The foster-brother and sister were imprisoned in one of the rooms of the Roman villa, in which the feast had been held. They were not fettered, but were carefully watched by a strong body of soldiers. They were to be put to death upon the following day. Their great army had scattered in every direction; a great number of prisoners had been taken by the Saxons. The Black Horse had failed!

The man and woman sat as far from each other as the room would allow. Cormac sat with his face buried in his hands. Ethne crouched like a wild animal caught in its lair; her body still quivered with the war-passion of the evening before; her face was swollen from the blows she had received; her beautiful hair was matted with blood, and blood stained her white skin and her tattered finery.

Cormac could not bear to look at her. He knew now the part she had played with Redwald. During the long night she had told him everything—told it him fiercely—with wild, heathen oaths. In her despair and rage there was still some pleasure in letting him know of Elgiva’s fate.

In all the tumult and distress of Cormac’s mind Elgiva’s loss seemed scarcely harder to bear than that Ethne should prove so treacherous and vile.

“We shall die together,” said Cormac, taking his hands from his face and looking at Ethne solemnly. “It is fitting—that I who tied myself so blindly to you in life, should not be parted in death!”

Ethne made no reply.

“And yet,” he said, after a time, as though continuing some thought aloud, “I could have sworn at the Fair that you loved Elgiva and lamented her loss.”
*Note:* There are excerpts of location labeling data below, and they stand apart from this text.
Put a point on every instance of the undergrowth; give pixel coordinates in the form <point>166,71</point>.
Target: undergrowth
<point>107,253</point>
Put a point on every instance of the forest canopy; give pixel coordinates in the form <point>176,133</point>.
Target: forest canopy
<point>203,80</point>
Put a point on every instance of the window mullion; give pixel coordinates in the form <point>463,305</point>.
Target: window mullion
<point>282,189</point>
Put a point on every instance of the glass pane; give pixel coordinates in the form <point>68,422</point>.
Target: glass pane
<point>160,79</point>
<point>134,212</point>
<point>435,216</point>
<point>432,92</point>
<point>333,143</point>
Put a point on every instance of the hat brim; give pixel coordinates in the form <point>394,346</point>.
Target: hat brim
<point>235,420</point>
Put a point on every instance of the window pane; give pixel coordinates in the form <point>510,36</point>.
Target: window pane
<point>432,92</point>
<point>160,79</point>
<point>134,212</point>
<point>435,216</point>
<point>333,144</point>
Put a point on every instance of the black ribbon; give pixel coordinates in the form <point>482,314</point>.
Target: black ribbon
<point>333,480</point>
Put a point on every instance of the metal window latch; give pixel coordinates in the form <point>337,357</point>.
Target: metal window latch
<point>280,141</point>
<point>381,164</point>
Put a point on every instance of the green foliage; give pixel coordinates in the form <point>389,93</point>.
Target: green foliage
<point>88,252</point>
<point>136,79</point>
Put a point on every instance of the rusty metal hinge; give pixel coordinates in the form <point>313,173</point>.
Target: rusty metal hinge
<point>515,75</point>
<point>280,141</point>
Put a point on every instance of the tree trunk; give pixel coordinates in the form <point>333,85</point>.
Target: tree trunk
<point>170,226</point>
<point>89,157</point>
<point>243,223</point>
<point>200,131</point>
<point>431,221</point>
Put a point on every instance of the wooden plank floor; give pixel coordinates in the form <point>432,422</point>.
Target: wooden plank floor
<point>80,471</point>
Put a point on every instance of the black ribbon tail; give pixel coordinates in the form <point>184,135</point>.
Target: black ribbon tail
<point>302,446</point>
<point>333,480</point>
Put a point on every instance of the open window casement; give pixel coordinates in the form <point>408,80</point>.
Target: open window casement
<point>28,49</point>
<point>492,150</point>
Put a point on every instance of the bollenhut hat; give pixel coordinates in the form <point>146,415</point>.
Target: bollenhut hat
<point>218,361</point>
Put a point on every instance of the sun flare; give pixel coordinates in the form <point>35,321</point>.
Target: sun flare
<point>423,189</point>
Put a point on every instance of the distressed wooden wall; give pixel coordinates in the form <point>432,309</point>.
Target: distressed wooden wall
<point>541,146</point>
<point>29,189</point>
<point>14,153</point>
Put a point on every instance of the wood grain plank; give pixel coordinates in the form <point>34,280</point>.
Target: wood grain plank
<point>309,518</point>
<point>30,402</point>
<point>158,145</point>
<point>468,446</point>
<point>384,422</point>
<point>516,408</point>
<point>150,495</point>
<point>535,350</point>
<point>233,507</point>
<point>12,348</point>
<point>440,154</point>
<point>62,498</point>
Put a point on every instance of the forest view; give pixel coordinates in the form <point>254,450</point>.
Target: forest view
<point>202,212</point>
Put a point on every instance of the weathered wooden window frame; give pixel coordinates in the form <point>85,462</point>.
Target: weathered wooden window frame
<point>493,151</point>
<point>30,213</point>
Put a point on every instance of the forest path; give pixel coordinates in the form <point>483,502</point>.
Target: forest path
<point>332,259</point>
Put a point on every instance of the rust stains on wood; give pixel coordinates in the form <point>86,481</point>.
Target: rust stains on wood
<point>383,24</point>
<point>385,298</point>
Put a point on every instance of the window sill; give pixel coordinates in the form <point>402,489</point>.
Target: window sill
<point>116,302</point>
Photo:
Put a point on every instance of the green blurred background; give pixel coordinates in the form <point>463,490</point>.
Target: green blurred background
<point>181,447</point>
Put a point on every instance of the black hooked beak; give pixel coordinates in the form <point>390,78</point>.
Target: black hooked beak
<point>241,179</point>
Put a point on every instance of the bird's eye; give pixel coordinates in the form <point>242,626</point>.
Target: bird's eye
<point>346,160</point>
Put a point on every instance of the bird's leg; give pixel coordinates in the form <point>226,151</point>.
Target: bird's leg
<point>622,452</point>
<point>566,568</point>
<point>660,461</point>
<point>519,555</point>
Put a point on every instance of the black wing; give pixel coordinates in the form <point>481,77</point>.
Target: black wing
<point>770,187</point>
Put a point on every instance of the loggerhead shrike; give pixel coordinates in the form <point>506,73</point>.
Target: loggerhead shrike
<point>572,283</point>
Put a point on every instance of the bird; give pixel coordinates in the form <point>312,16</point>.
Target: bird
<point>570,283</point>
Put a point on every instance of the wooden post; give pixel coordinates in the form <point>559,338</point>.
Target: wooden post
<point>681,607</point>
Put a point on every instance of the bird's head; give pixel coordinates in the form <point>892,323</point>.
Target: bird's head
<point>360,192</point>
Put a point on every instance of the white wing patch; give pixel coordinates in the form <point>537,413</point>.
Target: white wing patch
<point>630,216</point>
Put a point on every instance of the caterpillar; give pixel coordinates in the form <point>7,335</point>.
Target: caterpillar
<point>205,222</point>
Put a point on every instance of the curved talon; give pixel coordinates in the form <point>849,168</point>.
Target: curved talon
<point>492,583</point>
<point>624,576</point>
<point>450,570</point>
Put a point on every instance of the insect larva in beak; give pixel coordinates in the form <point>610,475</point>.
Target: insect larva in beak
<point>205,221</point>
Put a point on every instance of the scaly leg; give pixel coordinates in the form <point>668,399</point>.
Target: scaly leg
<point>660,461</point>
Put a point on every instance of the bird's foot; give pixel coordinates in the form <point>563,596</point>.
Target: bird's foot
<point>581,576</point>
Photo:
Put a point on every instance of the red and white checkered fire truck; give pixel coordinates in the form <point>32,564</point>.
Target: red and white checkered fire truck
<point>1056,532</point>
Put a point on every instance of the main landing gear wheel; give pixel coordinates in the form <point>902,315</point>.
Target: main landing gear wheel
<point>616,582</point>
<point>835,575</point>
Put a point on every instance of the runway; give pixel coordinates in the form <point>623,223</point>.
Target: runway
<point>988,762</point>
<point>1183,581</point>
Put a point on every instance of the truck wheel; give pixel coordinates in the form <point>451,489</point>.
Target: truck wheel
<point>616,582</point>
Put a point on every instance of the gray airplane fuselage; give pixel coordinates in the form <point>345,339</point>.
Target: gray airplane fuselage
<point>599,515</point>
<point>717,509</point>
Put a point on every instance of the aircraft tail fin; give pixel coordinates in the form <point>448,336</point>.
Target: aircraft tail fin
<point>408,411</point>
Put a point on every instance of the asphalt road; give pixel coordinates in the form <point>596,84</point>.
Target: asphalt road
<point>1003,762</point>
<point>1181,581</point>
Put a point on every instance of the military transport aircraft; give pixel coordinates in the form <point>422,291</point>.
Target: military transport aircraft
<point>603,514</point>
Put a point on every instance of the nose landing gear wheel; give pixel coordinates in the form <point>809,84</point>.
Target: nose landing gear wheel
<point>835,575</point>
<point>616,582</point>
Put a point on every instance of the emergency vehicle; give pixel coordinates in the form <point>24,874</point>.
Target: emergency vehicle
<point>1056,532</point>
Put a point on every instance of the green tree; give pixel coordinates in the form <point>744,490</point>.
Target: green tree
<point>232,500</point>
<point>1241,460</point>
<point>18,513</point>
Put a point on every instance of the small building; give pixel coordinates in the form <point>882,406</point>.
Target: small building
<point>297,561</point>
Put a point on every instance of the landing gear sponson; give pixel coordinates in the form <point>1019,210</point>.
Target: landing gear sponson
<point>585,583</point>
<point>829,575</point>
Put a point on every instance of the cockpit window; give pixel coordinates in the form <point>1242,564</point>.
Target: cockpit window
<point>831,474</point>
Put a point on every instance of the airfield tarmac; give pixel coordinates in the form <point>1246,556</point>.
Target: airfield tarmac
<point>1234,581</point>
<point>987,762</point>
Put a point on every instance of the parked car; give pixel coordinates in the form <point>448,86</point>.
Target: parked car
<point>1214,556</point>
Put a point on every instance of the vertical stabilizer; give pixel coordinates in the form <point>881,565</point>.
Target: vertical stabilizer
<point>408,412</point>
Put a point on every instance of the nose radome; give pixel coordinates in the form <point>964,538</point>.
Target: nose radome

“Lamented her loss!” repeated Ethne, gloomily. “Ay, her loss meant all lost in those days—long ago I promised you should hear what the diviners told me at the Beltane festival, and now you shall hear it. They told me I should gain my lost possessions in Damnonia, in exchange for a Saxon maid. Now you know why I brought the great, fawning wench with me to Britain.”

She started up, raging again.

“Did the stars tell me right? Did they divine aright? Ah!” she turned on Cormac, “it was your silly calf-love for the Saxon gawk that stood in the way! I feared to delay lest you should discover my plans and prevent them—then I acted too quickly, and lost everything. I should have kept her with me until I was certain that Ethelbert would do as I wished.”

Her rage was horrible to witness.

As she stormed up and down the chamber there was a rustle in one of the corners, and the hound, Gelert, ran into the room.

Ethne rushed upon him immediately—here was something on which to vent her fury. The creature crouched down in supplication before her—but she kicked and trampled him underfoot.

“Beast!” she roared. “You haunt me like an evil genius; why did you not go with your mistress? Ah! curses upon her—she is safer now than I!”

The animal shrank under her blows, with a strange moan that was almost a murmur of expostulation. After all he had gone through, and the battles in which he had fought, there was something almost human about the old hound.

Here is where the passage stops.